Anomaly Detection with Random Cut Forest

In this section, you’ll work your way through a Jupyter notebook that demonstrates how to use a built-in algorithm in SageMaker. More specifically, you’ll use SageMaker’s Random Cut Forest (RCF) algorithm, an algorithm designed to detect anomalous data points within a dataset. Examples of when anomalies are important to detect include when website activity uncharacteristically spikes, when temperature data diverges from a periodic behaviour, or when changes to public transit ridership reflect the occurrence of a special event.

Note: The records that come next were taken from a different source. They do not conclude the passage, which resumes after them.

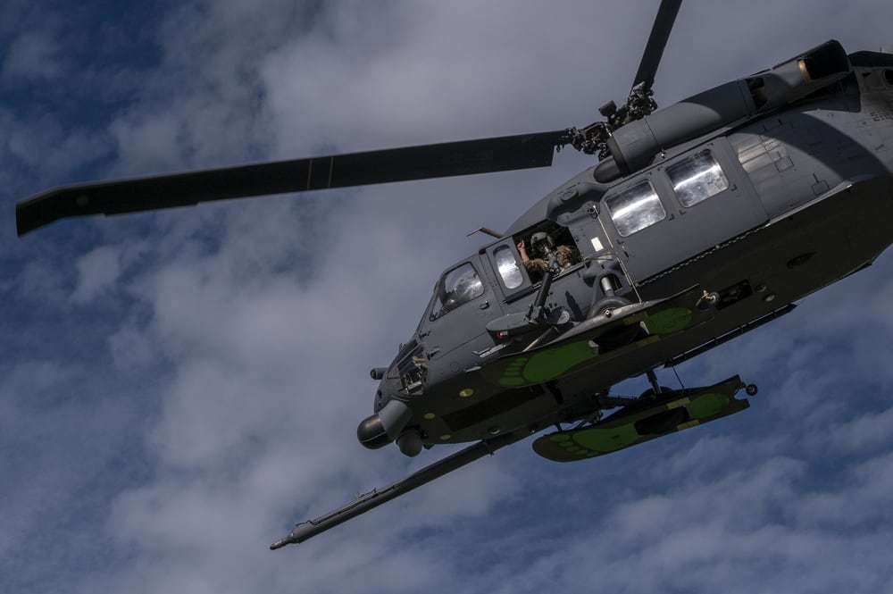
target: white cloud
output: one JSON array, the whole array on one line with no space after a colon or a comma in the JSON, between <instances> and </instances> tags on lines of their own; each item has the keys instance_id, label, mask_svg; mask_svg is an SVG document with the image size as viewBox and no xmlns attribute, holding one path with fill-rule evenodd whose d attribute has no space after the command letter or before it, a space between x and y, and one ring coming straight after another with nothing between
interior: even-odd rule
<instances>
[{"instance_id":1,"label":"white cloud","mask_svg":"<svg viewBox=\"0 0 893 594\"><path fill-rule=\"evenodd\" d=\"M661 101L834 31L868 43L893 16L801 2L682 10ZM160 18L154 67L85 64L122 102L98 123L47 113L11 128L3 154L46 159L55 183L113 146L105 171L147 174L588 123L628 90L653 11L188 3ZM728 21L780 46L730 34ZM72 591L882 590L889 411L875 411L889 406L874 398L869 414L846 389L854 371L889 388L889 256L692 364L696 377L768 382L740 419L579 465L518 445L308 543L265 549L293 522L440 456L356 443L371 412L367 370L410 334L438 271L477 249L464 233L505 228L582 160L557 161L46 230L51 247L17 261L4 322L16 331L0 363L3 393L17 397L0 421L15 494L0 501L21 518L0 557L27 553L0 565L13 590L57 590L61 575ZM15 178L4 164L0 179ZM18 314L37 308L41 335L14 338ZM46 358L23 363L26 344L46 345ZM50 572L34 561L47 556L61 559Z\"/></svg>"}]
</instances>

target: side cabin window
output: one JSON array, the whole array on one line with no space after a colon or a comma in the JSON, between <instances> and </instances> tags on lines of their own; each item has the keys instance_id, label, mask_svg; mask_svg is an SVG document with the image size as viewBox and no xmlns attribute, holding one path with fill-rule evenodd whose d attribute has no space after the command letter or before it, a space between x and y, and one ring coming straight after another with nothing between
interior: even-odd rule
<instances>
[{"instance_id":1,"label":"side cabin window","mask_svg":"<svg viewBox=\"0 0 893 594\"><path fill-rule=\"evenodd\" d=\"M605 198L621 237L628 237L666 218L667 212L648 180Z\"/></svg>"},{"instance_id":2,"label":"side cabin window","mask_svg":"<svg viewBox=\"0 0 893 594\"><path fill-rule=\"evenodd\" d=\"M435 292L431 320L484 294L484 283L470 262L456 266L440 279Z\"/></svg>"},{"instance_id":3,"label":"side cabin window","mask_svg":"<svg viewBox=\"0 0 893 594\"><path fill-rule=\"evenodd\" d=\"M722 169L708 150L667 167L667 176L683 206L697 205L729 188Z\"/></svg>"},{"instance_id":4,"label":"side cabin window","mask_svg":"<svg viewBox=\"0 0 893 594\"><path fill-rule=\"evenodd\" d=\"M521 273L514 253L508 246L499 246L493 250L493 261L497 264L499 277L505 289L517 289L524 284L524 275Z\"/></svg>"}]
</instances>

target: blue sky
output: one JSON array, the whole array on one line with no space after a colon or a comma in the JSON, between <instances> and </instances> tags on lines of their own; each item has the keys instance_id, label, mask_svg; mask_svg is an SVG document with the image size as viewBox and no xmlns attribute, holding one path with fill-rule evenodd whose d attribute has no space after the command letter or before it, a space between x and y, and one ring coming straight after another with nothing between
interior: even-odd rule
<instances>
[{"instance_id":1,"label":"blue sky","mask_svg":"<svg viewBox=\"0 0 893 594\"><path fill-rule=\"evenodd\" d=\"M738 4L683 4L661 105L828 38L893 44L889 3ZM3 590L886 591L889 254L680 367L759 384L741 414L579 464L520 443L271 552L446 453L359 446L367 372L468 231L588 158L15 237L14 203L67 182L587 124L625 96L656 10L622 4L5 2Z\"/></svg>"}]
</instances>

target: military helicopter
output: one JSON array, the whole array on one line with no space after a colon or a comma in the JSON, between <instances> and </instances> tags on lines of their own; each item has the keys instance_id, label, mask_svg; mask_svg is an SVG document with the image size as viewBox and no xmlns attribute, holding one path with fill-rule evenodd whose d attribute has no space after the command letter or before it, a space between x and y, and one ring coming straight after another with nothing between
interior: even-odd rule
<instances>
[{"instance_id":1,"label":"military helicopter","mask_svg":"<svg viewBox=\"0 0 893 594\"><path fill-rule=\"evenodd\" d=\"M17 205L58 219L552 164L597 155L448 267L357 428L407 456L473 442L297 524L298 543L528 436L589 459L748 406L738 376L669 389L673 367L791 312L889 245L893 54L828 41L662 110L653 83L680 0L663 0L624 105L583 128L69 186ZM644 376L638 397L613 395ZM555 431L551 431L554 429Z\"/></svg>"}]
</instances>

In this notebook, we will use the SageMaker RCF algorithm to train a model on the Numenta Anomaly Benchmark (NAB) NYC Taxi dataset which records the amount New York City taxi ridership over the course of six months. We will then use this model to predict anomalous events by emitting an “anomaly score” for each data point.

Running the notebook

  1. Access the SageMaker notebook instance you created earlier. Open the SageMaker Examples tab.

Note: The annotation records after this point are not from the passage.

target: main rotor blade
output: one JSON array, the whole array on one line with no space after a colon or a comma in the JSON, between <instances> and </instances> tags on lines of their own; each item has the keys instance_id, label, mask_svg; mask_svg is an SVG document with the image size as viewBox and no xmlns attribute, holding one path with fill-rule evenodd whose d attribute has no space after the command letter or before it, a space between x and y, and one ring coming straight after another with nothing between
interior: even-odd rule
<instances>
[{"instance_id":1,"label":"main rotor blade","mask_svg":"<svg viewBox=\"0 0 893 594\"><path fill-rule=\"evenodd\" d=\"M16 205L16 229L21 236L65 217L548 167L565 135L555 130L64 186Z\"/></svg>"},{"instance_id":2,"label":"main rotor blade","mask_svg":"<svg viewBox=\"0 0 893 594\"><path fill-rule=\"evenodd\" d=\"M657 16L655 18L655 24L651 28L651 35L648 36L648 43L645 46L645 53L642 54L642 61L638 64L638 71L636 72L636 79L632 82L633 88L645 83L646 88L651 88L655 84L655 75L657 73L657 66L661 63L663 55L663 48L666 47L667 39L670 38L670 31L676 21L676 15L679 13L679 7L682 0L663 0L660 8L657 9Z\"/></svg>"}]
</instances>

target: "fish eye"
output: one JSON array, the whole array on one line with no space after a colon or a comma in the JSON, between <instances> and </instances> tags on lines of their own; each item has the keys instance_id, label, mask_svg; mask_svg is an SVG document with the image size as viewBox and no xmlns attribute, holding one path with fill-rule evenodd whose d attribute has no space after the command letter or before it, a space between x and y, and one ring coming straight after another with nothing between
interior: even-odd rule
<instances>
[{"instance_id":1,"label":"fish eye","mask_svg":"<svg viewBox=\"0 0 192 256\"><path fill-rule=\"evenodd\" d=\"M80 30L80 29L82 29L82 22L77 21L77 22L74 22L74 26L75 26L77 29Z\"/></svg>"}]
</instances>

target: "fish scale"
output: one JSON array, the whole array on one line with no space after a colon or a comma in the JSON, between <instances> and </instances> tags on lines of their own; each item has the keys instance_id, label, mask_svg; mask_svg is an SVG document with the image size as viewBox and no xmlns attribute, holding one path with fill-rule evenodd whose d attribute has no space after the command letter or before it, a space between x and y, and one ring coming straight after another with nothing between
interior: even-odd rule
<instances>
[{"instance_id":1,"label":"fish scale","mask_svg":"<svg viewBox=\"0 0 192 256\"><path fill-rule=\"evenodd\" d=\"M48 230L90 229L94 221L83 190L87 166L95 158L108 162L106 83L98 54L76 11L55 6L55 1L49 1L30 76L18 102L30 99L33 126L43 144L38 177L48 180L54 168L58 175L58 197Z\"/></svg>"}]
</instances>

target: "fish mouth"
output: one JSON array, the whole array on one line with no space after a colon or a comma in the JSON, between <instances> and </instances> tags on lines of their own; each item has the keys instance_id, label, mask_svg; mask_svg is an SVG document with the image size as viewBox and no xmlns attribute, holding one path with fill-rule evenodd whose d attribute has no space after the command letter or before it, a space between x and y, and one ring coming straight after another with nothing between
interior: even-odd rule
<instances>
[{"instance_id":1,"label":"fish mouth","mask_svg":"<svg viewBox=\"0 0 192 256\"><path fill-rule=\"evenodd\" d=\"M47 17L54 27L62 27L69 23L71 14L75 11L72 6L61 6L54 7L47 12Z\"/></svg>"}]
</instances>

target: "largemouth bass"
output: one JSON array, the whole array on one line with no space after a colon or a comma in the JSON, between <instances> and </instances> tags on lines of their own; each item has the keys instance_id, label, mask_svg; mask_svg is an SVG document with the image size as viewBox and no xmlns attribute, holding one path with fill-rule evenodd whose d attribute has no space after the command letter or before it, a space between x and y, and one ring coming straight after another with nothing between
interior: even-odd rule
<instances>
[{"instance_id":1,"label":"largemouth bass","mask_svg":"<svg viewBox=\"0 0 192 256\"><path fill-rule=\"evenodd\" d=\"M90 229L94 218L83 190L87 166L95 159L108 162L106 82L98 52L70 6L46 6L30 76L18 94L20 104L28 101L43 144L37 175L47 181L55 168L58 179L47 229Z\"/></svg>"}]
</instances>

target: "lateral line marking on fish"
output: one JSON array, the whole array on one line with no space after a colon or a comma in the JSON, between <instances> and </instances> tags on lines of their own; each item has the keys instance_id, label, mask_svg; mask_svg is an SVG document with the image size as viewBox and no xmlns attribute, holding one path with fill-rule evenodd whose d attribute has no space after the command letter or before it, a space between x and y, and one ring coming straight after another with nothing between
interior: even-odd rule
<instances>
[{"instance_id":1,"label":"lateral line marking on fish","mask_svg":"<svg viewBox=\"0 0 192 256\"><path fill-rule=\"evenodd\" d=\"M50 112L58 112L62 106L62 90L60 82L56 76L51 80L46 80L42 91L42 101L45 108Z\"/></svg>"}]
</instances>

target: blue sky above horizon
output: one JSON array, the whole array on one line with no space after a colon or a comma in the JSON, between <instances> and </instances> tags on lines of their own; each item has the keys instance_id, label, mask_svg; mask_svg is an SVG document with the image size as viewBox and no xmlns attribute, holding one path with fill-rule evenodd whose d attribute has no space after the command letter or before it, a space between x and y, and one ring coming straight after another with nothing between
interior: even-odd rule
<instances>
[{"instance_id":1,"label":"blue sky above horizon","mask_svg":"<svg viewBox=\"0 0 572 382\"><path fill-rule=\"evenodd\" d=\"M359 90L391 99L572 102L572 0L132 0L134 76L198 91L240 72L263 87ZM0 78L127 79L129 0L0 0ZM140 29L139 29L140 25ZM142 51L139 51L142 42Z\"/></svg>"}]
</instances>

  2. In the Introduction to Amazon Algorithms section locate the random_cut_forest.ipynb notebook and create a copy by clicking on Use.

  3. You are now ready to begin the notebook.

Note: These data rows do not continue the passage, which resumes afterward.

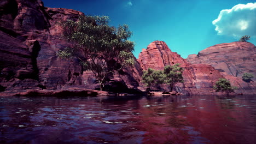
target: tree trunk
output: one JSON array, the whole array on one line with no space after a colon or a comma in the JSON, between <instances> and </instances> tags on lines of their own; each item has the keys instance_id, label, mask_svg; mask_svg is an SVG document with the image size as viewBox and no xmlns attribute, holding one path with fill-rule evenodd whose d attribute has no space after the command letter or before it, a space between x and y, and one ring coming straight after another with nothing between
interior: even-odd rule
<instances>
[{"instance_id":1,"label":"tree trunk","mask_svg":"<svg viewBox=\"0 0 256 144\"><path fill-rule=\"evenodd\" d=\"M171 87L171 92L172 92L172 89L173 88L173 87L171 85L170 85L170 86Z\"/></svg>"},{"instance_id":2,"label":"tree trunk","mask_svg":"<svg viewBox=\"0 0 256 144\"><path fill-rule=\"evenodd\" d=\"M98 81L98 83L100 84L100 88L101 91L103 91L103 85L102 82L100 80Z\"/></svg>"}]
</instances>

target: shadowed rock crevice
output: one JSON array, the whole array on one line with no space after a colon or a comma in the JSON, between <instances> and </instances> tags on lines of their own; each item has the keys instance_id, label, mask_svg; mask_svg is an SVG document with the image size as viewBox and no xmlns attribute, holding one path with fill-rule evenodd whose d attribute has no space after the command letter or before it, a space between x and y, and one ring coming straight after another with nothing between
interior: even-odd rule
<instances>
[{"instance_id":1,"label":"shadowed rock crevice","mask_svg":"<svg viewBox=\"0 0 256 144\"><path fill-rule=\"evenodd\" d=\"M38 67L37 67L37 58L38 56L38 53L41 47L40 46L39 43L38 43L38 41L35 41L31 52L31 62L33 70L33 73L32 74L31 78L36 80L39 80L39 69Z\"/></svg>"}]
</instances>

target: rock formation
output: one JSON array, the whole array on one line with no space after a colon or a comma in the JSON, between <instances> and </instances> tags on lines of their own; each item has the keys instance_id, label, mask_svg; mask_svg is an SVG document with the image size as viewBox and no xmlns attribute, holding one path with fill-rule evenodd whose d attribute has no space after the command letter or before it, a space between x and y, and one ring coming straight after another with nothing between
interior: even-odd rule
<instances>
[{"instance_id":1,"label":"rock formation","mask_svg":"<svg viewBox=\"0 0 256 144\"><path fill-rule=\"evenodd\" d=\"M62 38L62 29L57 23L77 20L81 15L84 14L74 10L45 8L40 0L2 0L0 92L7 94L9 92L8 95L19 92L54 95L57 94L54 91L58 94L65 89L77 93L98 87L92 73L85 71L77 59L56 56L59 50L71 45ZM113 74L106 88L117 92L143 90L142 70L162 69L165 65L179 63L184 69L184 83L177 85L177 91L211 94L215 82L224 77L239 88L237 92L255 94L253 81L245 82L241 79L244 71L256 75L255 59L255 46L249 43L217 45L184 59L164 42L155 41L142 50L133 67ZM0 95L5 94L2 92Z\"/></svg>"},{"instance_id":2,"label":"rock formation","mask_svg":"<svg viewBox=\"0 0 256 144\"><path fill-rule=\"evenodd\" d=\"M62 38L57 22L80 15L74 10L45 8L40 0L1 1L0 90L96 88L92 73L84 71L77 59L61 59L56 55L70 45ZM108 84L136 89L142 73L136 63L114 74Z\"/></svg>"},{"instance_id":3,"label":"rock formation","mask_svg":"<svg viewBox=\"0 0 256 144\"><path fill-rule=\"evenodd\" d=\"M249 82L241 79L245 73L256 76L256 46L252 43L237 41L216 45L201 51L197 55L189 55L187 60L192 64L211 65L234 85L242 87L249 94L255 93L256 77Z\"/></svg>"},{"instance_id":4,"label":"rock formation","mask_svg":"<svg viewBox=\"0 0 256 144\"><path fill-rule=\"evenodd\" d=\"M233 42L216 45L189 55L192 63L209 64L220 72L242 77L244 73L256 75L256 47L248 42ZM254 79L256 80L256 79Z\"/></svg>"},{"instance_id":5,"label":"rock formation","mask_svg":"<svg viewBox=\"0 0 256 144\"><path fill-rule=\"evenodd\" d=\"M255 87L253 84L247 83L240 78L220 73L204 63L189 63L176 52L172 52L164 41L155 41L150 44L147 49L142 50L137 61L143 70L149 68L162 70L165 65L180 63L181 67L184 69L184 83L177 85L176 90L178 91L191 94L211 94L214 93L212 87L218 79L225 77L230 80L232 85L238 88L237 92L248 94L256 92Z\"/></svg>"}]
</instances>

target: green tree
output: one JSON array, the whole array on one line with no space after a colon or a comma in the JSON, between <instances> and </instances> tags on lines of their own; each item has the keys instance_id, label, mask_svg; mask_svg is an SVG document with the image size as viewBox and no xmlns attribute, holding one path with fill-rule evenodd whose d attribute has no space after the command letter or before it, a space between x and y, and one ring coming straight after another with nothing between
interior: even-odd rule
<instances>
[{"instance_id":1,"label":"green tree","mask_svg":"<svg viewBox=\"0 0 256 144\"><path fill-rule=\"evenodd\" d=\"M242 41L242 42L247 41L247 40L250 39L250 38L251 37L248 35L242 36L239 40L239 41Z\"/></svg>"},{"instance_id":2,"label":"green tree","mask_svg":"<svg viewBox=\"0 0 256 144\"><path fill-rule=\"evenodd\" d=\"M131 53L134 43L128 40L132 34L128 26L115 28L109 26L109 21L108 16L82 15L76 21L68 20L59 24L63 37L72 44L60 50L57 56L78 59L85 70L94 73L101 91L109 74L135 62Z\"/></svg>"},{"instance_id":3,"label":"green tree","mask_svg":"<svg viewBox=\"0 0 256 144\"><path fill-rule=\"evenodd\" d=\"M254 78L254 75L253 74L245 73L242 76L242 79L245 82L249 82L252 79Z\"/></svg>"},{"instance_id":4,"label":"green tree","mask_svg":"<svg viewBox=\"0 0 256 144\"><path fill-rule=\"evenodd\" d=\"M142 77L142 82L149 88L158 87L164 83L165 77L163 76L162 70L149 68L147 70L143 71Z\"/></svg>"},{"instance_id":5,"label":"green tree","mask_svg":"<svg viewBox=\"0 0 256 144\"><path fill-rule=\"evenodd\" d=\"M231 86L230 82L226 79L220 78L213 86L213 89L216 92L226 92L226 95L229 95L229 93L233 92L237 87Z\"/></svg>"},{"instance_id":6,"label":"green tree","mask_svg":"<svg viewBox=\"0 0 256 144\"><path fill-rule=\"evenodd\" d=\"M179 63L176 63L172 66L166 65L164 69L165 83L170 85L171 91L172 91L177 83L184 82L182 76L183 69L179 65Z\"/></svg>"}]
</instances>

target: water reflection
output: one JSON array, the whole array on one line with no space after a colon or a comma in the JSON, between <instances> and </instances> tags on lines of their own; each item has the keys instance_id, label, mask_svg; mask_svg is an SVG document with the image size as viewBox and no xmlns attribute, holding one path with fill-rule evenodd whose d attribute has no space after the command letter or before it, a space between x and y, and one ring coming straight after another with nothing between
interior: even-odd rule
<instances>
[{"instance_id":1,"label":"water reflection","mask_svg":"<svg viewBox=\"0 0 256 144\"><path fill-rule=\"evenodd\" d=\"M0 98L1 143L254 143L256 97Z\"/></svg>"}]
</instances>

  4. In the bucket = '<<bucket_name>>' code line, paste the name of the S3 bucket you created in Module 1 to replace <<bucket_name>>. The code line should now read similar to bucket = 'smworkshop-john-smith'. Do NOT paste the entire path (s3://…….), just the bucket name.

  5. Follow the directions in the notebook. The notebook will walk you through the data preparation, training, hosting, and validating the model with Amazon SageMaker. Once completed, return from the notebook to these instructions to move to the next Module.